Just like my fancy Philips UV-C box, sometimes, the biggest leg-ups to our language learning come from unlikely sources. So it is with community volunteering as a kind of social training, which, as a shy linguist, is something I try to throw myself into – sometimes against my kicking-and-screaming inner child – at every available opportunity.
This week, I had another opportunity for just that. In April, Brum is hosting the Union Cup, an exciting, international and inclusive sporting event that has been a couple of years in the waiting after Covid disruption. After last year’s Commonwealth adventures, it was a no-brainer to volunteer. A chance to showcase the city, support communities and get some valuable exposure therapy when it comes to interacting with lots of people. It doesn’t hurt, of course, that there’ll be speakers of lots of other languages around too.
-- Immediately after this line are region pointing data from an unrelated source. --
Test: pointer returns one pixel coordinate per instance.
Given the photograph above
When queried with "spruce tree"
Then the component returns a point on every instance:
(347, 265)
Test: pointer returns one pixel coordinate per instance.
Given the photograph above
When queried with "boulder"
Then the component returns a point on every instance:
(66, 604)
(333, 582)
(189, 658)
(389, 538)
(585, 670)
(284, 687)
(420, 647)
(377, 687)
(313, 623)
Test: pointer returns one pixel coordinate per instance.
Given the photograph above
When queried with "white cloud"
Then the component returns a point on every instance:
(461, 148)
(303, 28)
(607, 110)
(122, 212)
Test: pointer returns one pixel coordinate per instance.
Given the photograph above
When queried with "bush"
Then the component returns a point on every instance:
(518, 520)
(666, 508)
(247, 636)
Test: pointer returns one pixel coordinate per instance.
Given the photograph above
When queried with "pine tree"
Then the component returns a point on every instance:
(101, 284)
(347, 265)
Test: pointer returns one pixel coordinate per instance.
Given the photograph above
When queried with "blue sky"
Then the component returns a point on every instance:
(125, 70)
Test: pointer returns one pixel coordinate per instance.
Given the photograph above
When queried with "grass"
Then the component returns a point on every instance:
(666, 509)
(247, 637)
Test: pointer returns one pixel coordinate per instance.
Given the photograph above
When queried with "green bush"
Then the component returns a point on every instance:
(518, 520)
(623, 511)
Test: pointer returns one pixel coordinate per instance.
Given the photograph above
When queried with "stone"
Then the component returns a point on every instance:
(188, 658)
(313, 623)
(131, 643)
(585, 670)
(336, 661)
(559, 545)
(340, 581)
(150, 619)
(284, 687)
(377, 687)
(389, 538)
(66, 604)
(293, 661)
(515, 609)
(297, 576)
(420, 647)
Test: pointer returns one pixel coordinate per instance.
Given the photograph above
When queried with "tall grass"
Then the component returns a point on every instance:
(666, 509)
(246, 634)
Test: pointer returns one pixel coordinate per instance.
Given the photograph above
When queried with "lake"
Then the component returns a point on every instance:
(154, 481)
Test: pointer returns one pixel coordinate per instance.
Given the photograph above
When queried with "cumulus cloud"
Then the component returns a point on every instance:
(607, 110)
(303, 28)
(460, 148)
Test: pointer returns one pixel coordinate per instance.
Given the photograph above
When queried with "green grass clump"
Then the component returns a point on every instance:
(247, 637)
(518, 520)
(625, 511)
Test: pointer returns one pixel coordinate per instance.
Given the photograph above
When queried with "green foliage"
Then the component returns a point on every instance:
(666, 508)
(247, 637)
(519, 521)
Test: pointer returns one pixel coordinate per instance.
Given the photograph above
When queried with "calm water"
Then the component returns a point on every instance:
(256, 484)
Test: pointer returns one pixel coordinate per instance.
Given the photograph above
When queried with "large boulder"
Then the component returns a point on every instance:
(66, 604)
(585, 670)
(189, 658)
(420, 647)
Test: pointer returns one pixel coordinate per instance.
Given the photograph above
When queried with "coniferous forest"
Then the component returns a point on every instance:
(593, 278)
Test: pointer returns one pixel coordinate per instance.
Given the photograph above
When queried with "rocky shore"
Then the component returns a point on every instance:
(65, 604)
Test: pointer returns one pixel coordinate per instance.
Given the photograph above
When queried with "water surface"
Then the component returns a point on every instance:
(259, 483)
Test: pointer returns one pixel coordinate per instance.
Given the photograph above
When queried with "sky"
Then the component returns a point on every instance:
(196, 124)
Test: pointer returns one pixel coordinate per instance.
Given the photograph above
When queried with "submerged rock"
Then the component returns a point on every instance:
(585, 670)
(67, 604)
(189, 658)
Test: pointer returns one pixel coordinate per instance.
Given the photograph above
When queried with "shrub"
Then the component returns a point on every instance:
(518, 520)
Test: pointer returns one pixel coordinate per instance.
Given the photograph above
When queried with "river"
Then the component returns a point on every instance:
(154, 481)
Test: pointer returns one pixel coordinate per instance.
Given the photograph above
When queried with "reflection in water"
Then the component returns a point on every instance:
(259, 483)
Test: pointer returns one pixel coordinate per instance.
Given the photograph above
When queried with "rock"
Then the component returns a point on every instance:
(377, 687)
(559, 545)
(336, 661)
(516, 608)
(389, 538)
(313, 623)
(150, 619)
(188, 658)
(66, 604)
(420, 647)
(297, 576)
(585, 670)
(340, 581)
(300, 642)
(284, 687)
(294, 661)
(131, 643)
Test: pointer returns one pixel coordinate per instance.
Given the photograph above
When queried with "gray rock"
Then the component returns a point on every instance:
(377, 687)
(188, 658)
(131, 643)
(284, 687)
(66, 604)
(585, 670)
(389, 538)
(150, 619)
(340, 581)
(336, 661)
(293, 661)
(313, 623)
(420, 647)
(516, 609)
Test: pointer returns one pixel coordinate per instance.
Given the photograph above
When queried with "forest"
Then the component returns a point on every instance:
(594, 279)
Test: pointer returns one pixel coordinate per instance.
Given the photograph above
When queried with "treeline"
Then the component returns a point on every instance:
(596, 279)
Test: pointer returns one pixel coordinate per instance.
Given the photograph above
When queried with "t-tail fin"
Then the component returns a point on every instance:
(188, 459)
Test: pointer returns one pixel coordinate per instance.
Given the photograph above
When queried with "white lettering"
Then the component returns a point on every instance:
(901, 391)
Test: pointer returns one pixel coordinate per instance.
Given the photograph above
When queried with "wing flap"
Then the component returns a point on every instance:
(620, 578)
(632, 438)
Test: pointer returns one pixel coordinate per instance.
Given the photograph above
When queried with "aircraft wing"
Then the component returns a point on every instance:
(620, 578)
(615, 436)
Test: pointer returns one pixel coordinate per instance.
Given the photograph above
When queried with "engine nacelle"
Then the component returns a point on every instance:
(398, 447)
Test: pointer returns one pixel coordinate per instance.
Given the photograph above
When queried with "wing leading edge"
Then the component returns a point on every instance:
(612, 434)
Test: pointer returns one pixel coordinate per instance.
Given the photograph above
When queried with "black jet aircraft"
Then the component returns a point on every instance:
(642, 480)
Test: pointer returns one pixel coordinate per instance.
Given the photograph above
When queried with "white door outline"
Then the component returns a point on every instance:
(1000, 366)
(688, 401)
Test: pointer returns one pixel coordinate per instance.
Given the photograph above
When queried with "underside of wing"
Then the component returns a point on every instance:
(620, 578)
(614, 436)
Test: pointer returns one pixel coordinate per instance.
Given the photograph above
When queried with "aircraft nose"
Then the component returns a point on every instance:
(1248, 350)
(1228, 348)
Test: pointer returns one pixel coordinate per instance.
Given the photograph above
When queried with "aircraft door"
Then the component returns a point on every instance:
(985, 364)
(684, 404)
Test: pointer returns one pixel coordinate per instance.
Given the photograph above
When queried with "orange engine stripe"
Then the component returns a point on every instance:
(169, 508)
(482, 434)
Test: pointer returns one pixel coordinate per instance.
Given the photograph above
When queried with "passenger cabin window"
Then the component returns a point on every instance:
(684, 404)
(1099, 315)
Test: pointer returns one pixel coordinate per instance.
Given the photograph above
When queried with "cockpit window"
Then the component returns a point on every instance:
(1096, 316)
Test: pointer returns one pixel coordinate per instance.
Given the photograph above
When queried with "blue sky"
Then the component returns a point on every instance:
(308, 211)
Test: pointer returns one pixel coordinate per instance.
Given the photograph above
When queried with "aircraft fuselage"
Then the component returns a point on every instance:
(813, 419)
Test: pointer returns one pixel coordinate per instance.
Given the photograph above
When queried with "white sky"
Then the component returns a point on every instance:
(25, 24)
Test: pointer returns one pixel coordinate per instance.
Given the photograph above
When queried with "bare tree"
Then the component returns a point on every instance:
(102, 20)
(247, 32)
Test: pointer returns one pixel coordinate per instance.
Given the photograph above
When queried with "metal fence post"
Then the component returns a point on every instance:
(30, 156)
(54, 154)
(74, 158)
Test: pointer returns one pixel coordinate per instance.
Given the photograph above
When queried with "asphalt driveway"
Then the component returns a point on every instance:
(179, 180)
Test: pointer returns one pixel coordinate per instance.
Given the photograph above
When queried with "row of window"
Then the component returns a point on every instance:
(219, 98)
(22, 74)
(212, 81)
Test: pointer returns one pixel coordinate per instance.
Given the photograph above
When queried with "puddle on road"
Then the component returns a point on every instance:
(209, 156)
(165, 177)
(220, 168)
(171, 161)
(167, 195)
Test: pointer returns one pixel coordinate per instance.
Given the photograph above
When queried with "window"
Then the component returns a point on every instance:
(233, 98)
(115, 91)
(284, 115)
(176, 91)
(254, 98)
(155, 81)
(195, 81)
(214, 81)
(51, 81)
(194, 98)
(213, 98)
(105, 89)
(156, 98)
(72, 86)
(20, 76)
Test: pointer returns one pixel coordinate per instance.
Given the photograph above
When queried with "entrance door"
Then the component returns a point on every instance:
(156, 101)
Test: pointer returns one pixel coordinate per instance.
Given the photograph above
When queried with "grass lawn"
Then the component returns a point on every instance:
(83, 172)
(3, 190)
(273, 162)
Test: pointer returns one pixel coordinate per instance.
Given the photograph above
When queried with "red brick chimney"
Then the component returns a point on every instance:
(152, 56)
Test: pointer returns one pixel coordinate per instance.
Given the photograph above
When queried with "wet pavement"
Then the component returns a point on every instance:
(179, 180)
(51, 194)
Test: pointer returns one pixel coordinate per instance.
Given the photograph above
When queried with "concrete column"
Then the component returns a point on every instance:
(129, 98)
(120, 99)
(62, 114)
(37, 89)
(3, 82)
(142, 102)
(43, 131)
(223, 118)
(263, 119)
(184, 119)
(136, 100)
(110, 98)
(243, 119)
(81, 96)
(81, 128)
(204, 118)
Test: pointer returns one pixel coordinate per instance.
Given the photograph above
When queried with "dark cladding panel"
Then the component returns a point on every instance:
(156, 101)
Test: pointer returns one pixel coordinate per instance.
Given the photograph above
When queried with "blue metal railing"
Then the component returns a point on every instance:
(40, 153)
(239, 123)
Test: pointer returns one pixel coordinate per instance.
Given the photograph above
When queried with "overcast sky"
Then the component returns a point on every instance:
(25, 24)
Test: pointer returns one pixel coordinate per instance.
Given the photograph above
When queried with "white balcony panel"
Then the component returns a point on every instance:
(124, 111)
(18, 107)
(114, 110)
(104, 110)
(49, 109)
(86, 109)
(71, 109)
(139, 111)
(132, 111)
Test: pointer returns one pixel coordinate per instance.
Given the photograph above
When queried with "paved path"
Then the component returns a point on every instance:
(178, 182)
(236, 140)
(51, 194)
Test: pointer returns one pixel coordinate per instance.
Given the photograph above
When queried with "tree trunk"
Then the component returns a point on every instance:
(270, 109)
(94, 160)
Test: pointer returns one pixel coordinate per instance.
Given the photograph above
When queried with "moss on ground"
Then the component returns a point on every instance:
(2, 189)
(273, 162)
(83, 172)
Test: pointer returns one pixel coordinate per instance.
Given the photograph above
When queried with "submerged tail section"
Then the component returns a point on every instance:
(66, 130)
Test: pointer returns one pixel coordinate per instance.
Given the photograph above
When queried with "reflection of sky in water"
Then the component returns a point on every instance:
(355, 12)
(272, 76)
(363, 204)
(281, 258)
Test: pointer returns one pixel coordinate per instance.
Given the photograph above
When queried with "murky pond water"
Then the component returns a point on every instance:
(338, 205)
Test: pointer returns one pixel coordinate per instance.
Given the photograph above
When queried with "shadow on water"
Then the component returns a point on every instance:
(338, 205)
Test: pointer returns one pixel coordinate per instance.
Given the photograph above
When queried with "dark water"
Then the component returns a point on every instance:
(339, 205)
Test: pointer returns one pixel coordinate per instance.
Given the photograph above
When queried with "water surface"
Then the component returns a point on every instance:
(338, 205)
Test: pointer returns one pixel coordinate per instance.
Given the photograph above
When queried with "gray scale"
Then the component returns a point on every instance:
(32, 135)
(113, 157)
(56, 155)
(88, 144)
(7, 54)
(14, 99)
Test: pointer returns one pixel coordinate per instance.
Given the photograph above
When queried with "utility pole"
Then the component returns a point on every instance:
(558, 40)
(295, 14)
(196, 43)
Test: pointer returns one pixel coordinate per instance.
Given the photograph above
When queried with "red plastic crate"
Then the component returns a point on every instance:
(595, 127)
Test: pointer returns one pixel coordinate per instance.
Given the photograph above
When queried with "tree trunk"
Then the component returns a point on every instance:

It’s all an antidote to a very specific language learning problem I’ve experienced. It’s that reluctance to step forward and speak in a situation where I can use my languages. I’ve felt it at home and in my target language countries. It’s a complex beast, with several components: fear of making mistakes, looking silly, feeling a nuisance or a bother, and such like. Most of us feel these things from time to time, but there’s nothing like a foreign language to up those stakes!
But the social training that volunteering offers is almost perfectly suited to target all this. For one thing, in many roles, you’re almost constantly dealing with people face-to-face. And you never know what to expect. Sometimes you’ll get the whole spectrum of moods – good and bad – in the course of a morning. Someone might ask a question you have no clue about. Something might happen that requires you to think on your feet.
In short, it’s a social training that focuses on coping with the unpredictable. And if there’s anything that typifies using language in the wild, it’s unpredictability. What else, for something as varying as its human hosts?
So, into the fray we step for our social training. And even for shrinking violets like me, people work can get addictive. I now count amongst my friends serial volunteers who go for everything that comes along. Of course, it doesn’t have to be volunteering. I have a polyglot friend who is getting lots of people exposure from bar work, which he unexpectedly loves, and is thriving on.
On that note, fellow shy polyglots – and even those not-so-shy ones who want to keep their oar in – volunteer! It’ll be so good for you – and your community, too.